Business of Games (BoG) is our regular series looking at the business of games from the perspective of the gamer.
The NPD Group has released the year end sales results for the board game industry and their really quite encouraging. In a year where the overall toy segment was down 3%, board games were up 6%. This has led to a rash of opinions indicating that this is part of the continued rise of board games and that they are now ready to overthrow video games or some such. Before we completely disabuse this notion, its worth pointing out that we’re all very pro-board game around here, just not at the expense of actual facts.
The fact of the matter is that the board game industry had its best year in 2006, with sales of $802.2MM – a solid 13% increase over 2005. Then, in 2007, sales slack off significantly, dropping over 9%. This is the data point that everyone seems to miss – in a year that many consider to have been one of the best in board gaming history, overall sales went down. To be honest, I have no idea what to make of this event – while it certainly corresponds to the beginning of the economic downturn (the publicly visible part at any rate), it makes the 2008 increase fairly surprising – an increase of 6% (just shy of the $800MM mark) [for those who are curious, there aren't actual numbers for the board game market prior to 2005 as far as I can tell, just the occasional estimate, as low as $400MM in 2003].
So what’s behind the oscillation in game sales? Its hard to say for sure, but I think we can rule out momentum – if board games were truly benefitting from a momentum affect, we wouldn’t see those dips (and before you bring the recession back into the equation, check out the 2008 numbers). As for the global recession, this seems unlikely to have a significant impact on overall sales either, especially given the recent interviews Tom Vasel completed as part of the Dice Tower‘s recent interview series (for those who missed it, Tom ended each interview asking about the downturn’s impact on the interviewee’s business – nearly every single person said they hadn’t seen much, if any, impact). I’m not sure the board game business is evergreen, but it does seem fairly recession resistant.
Part of me wants to say that this is a result of advertising or kick-butt work by retailers, but I’m having a hard time seeing that right now – with more and more retailers going under (see the forums at RPG.net and BoardGameGeek for evidence of this) and advertising almost non-existent, there’s little chance that either of these has played that significant a factor. Its entirely possible that the board game market may be cyclical – it certainly wouldn’t be the only entertainment segment that was cyclical in nature.

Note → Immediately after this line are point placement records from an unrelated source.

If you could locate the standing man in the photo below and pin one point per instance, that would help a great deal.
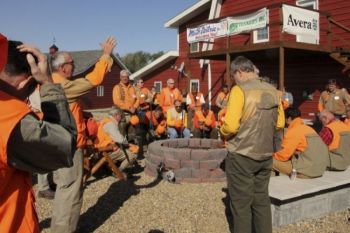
(254, 112)
(334, 100)
(28, 144)
(168, 95)
(177, 121)
(69, 192)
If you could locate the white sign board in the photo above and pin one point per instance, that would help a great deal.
(301, 22)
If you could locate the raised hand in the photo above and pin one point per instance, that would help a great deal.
(38, 69)
(108, 45)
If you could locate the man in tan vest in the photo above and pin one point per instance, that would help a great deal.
(254, 111)
(336, 135)
(69, 192)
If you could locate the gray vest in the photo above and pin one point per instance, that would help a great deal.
(314, 160)
(259, 117)
(340, 158)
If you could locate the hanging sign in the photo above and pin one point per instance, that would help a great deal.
(248, 22)
(301, 22)
(207, 31)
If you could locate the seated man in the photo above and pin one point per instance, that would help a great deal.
(205, 123)
(336, 135)
(177, 121)
(301, 149)
(155, 124)
(108, 133)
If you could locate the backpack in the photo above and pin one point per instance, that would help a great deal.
(91, 127)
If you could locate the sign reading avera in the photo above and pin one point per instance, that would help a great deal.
(301, 22)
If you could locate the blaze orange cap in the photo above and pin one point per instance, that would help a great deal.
(3, 51)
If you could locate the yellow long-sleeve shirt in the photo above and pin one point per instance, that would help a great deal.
(234, 113)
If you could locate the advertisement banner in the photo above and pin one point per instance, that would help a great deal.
(207, 31)
(301, 22)
(249, 22)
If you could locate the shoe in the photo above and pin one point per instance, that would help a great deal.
(48, 194)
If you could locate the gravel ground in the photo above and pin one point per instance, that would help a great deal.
(144, 204)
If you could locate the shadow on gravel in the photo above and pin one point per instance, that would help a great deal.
(110, 202)
(228, 214)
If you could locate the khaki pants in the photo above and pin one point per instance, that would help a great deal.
(247, 182)
(68, 197)
(119, 155)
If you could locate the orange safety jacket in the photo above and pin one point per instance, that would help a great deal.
(198, 116)
(196, 101)
(124, 96)
(294, 140)
(103, 139)
(77, 112)
(336, 127)
(168, 97)
(17, 212)
(143, 96)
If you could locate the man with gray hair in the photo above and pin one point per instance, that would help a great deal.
(168, 95)
(69, 192)
(254, 111)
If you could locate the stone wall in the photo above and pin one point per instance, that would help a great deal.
(192, 160)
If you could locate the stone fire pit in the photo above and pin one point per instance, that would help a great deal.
(192, 160)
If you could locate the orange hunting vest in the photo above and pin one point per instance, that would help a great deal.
(77, 112)
(196, 101)
(337, 127)
(168, 98)
(17, 212)
(103, 139)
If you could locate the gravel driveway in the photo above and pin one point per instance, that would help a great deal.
(147, 205)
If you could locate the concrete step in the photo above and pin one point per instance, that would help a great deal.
(293, 201)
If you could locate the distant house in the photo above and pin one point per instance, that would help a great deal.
(100, 96)
(302, 64)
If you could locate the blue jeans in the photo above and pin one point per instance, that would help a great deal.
(173, 133)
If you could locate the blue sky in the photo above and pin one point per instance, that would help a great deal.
(83, 24)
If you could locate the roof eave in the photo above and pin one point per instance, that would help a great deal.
(188, 14)
(155, 64)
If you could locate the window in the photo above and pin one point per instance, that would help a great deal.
(194, 47)
(262, 34)
(194, 83)
(158, 86)
(100, 91)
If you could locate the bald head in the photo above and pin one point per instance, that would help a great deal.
(326, 117)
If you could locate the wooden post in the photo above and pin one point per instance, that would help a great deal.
(281, 68)
(227, 74)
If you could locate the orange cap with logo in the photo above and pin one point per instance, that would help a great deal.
(3, 51)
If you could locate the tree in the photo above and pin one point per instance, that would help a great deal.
(137, 60)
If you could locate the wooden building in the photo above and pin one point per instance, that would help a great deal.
(302, 64)
(100, 96)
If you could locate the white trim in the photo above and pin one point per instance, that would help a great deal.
(160, 85)
(188, 14)
(194, 81)
(305, 3)
(155, 64)
(100, 91)
(255, 36)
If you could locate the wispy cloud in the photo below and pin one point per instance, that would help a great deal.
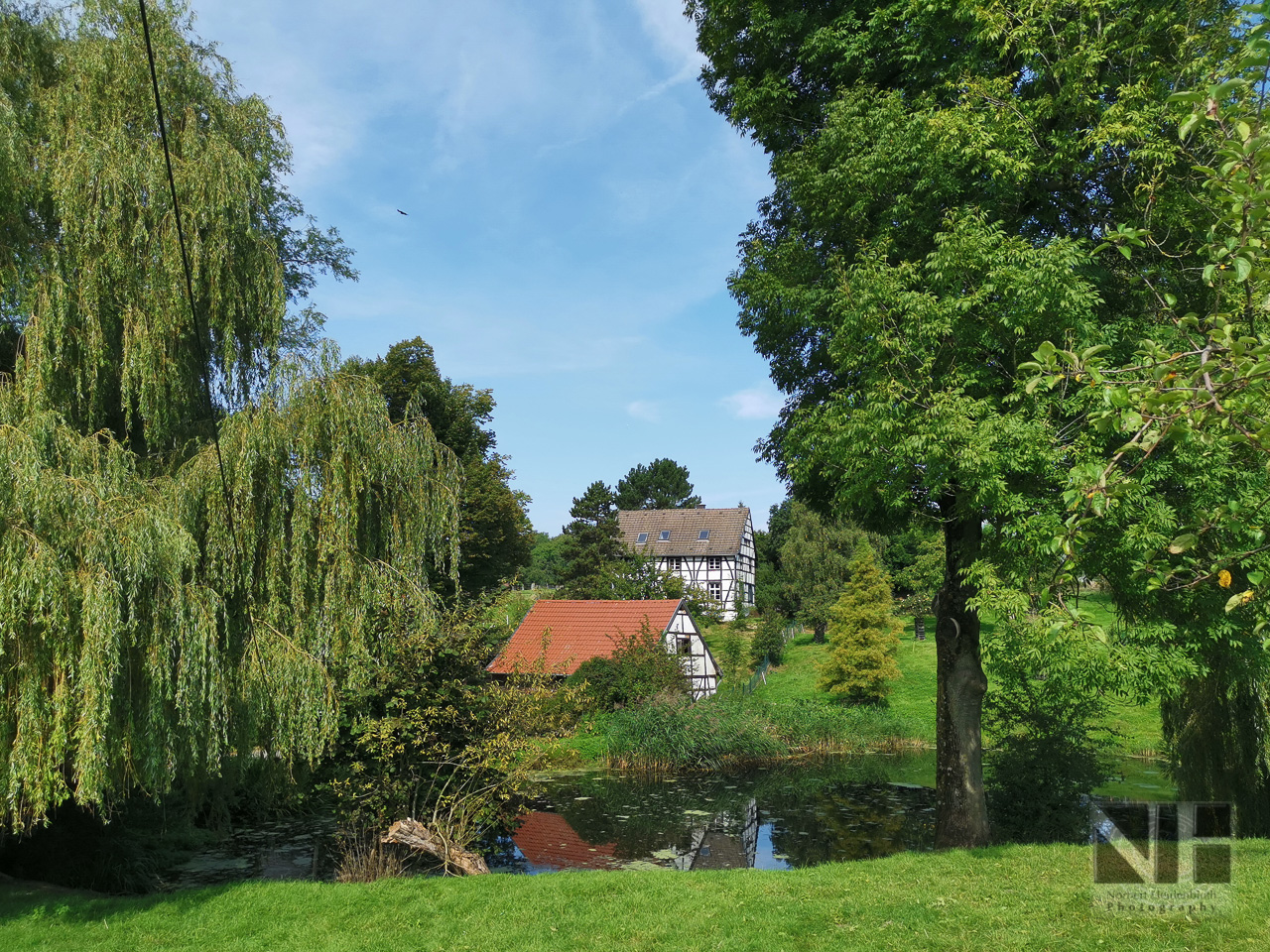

All that said, I have a feeling that the answer may be more basic – mainstream acceptance. For those who haven’t noticed, hobby board games are showing up in more and more channels – especially booksellers like Barnes & Noble, Books-a-Million and Borders. With smaller publishers like Northstar Games and Out of the Box getting distribution deals with mega-chains like Target, the number of board games that appeal to adults has never been more visible. Do I have any data for this particular position? Nope – most industry research just doesn’t get to that level of detail. However, the timing is right and given that mass market retailers are much more susceptible downturns in the broader economy, we may have a situation where there is a baseline portion of board game sales that are supported by traditional hobby channels and purchases for children/families with the fluctuations occurring because of external factors impacting hobby game purchases within the mass market channels. If this theory is correct, then the base board game business is about 700-750MM in the US (assuming some modest growth rate) with 50-100MM made up through hobby sales in the mass market channel. To put this in perspective, video game sales for 2008 were a touch over $21B in 2008, with only about 10-20% of that coming from dedicated channels (which are similar for purposes of this discussion to your FLGS [Friendly Local Game Store]).
Thanks for doing articles like this.
One thing that has caused me to buy several board games within the last couple of months has been the YouTube video series “Tabletop” by Wil Wheaton. Watching his videos has brought me into contact with board games I never knew existed.